I would definitely describe myself as a social butterfly; I adore other people and thrive off being around them. Therefore, not being able to interact with anyone is rough. Even when I’m okay to come out of isolation, many of my friends still have a couple days left, so it’ll sadly still be hard to see anyone. However, due to modern technology, we have the amazing feature FaceTime, and I’ve enjoyed remaining in contact with friends and family that way. Seeing someone else’s face can really make the day so much better. Usually, socialising takes up a lot of my time, so another issue I’ve bumped into is boredom. There’s only so much you can do in your room, so it’s been a task trying to keep myself occupied, and also refraining from slipping into ‘zombie’ mode. Perhaps not the most mentally stimulating activity, but Netflix has been keeping me mildly enthused. F.R.I.E.N.D.S is my go-to show as it’s so comforting and just an easy watch, and I’ve also been watching some Christmas films, as I have yet to indulge myself in many this years. I watched the new BBC quiz show ‘The Wheel’ last night as I find Michael Macintyre really amusing, and I thought it would be good to test my general knowledge and get thinking. Today, I’ve been more focussed on school work, so am yet to watch anything, but I’m sure I might find something later to get through the evening.
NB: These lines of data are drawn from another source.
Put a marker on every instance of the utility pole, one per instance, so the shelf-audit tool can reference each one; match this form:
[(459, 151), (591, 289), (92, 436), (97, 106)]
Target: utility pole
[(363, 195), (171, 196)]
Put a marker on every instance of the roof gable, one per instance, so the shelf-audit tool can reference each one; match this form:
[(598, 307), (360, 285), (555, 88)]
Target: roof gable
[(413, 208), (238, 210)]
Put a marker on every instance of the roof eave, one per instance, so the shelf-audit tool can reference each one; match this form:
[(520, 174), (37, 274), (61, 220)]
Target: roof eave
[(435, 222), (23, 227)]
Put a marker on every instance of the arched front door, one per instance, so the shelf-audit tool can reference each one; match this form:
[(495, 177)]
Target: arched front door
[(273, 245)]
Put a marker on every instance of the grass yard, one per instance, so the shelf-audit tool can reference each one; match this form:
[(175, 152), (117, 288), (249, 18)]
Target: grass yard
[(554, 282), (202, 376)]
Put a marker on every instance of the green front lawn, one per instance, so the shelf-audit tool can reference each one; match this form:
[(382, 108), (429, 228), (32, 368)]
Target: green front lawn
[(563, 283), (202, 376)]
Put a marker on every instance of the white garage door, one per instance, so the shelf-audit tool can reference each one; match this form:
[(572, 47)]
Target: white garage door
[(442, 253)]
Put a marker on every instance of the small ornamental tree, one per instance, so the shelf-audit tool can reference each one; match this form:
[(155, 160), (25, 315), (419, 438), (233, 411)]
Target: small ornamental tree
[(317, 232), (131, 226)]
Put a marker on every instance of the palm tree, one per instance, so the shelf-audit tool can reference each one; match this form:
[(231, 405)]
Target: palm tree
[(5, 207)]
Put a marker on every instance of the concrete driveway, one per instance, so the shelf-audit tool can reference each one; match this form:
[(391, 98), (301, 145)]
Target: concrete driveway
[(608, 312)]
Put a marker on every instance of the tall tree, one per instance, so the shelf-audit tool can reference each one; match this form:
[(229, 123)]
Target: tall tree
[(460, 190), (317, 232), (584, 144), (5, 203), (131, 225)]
Speaking of school-work, I think the most noticeable change I’ve seen in myself is my motivation. Perhaps it doesn’t help that I have left my most dreaded tasks until last, but I have been finding it hard to get my work done. I think for successful study, a change of scenery is important, but that’s difficult in isolation. I’ve been feeling quite lethargic and found it hard to concentrate stuck inside. I’ve managed to get most of it done, but I may have to review what I’ve done in a couple of days as I’m not certain the quality is 100%. I think it’s also hard to have proper rest-breaks as well; mine only really consist of TV or sleep at the moment (awful I know!) Normally, I like to go on a run or walk to refresh my mind, but I’m currently not able to leave my house. I’ve been keeping my windows open and doing a few mobile stretches to move my body, to stimulate the same feeling I might experience outside but it evidently isn’t the same. It’s also not helping with the Festive weight gain, but we won’t talk about that!
These very few days I’ve had to ‘hide away’ for, have really made me think about those living in hospital, prison, small, cramped housing etc. It must be torture! Most importantly, I’m extremely grateful for the health of my friends and family, as this is the first time I’ve experienced at first hand just how fast this virus can spread. It is a weird, confusing and sometimes scary experience, but I’m grateful for the privilege I have in these circumstances, and I hope that things improve here in England as soon as possible.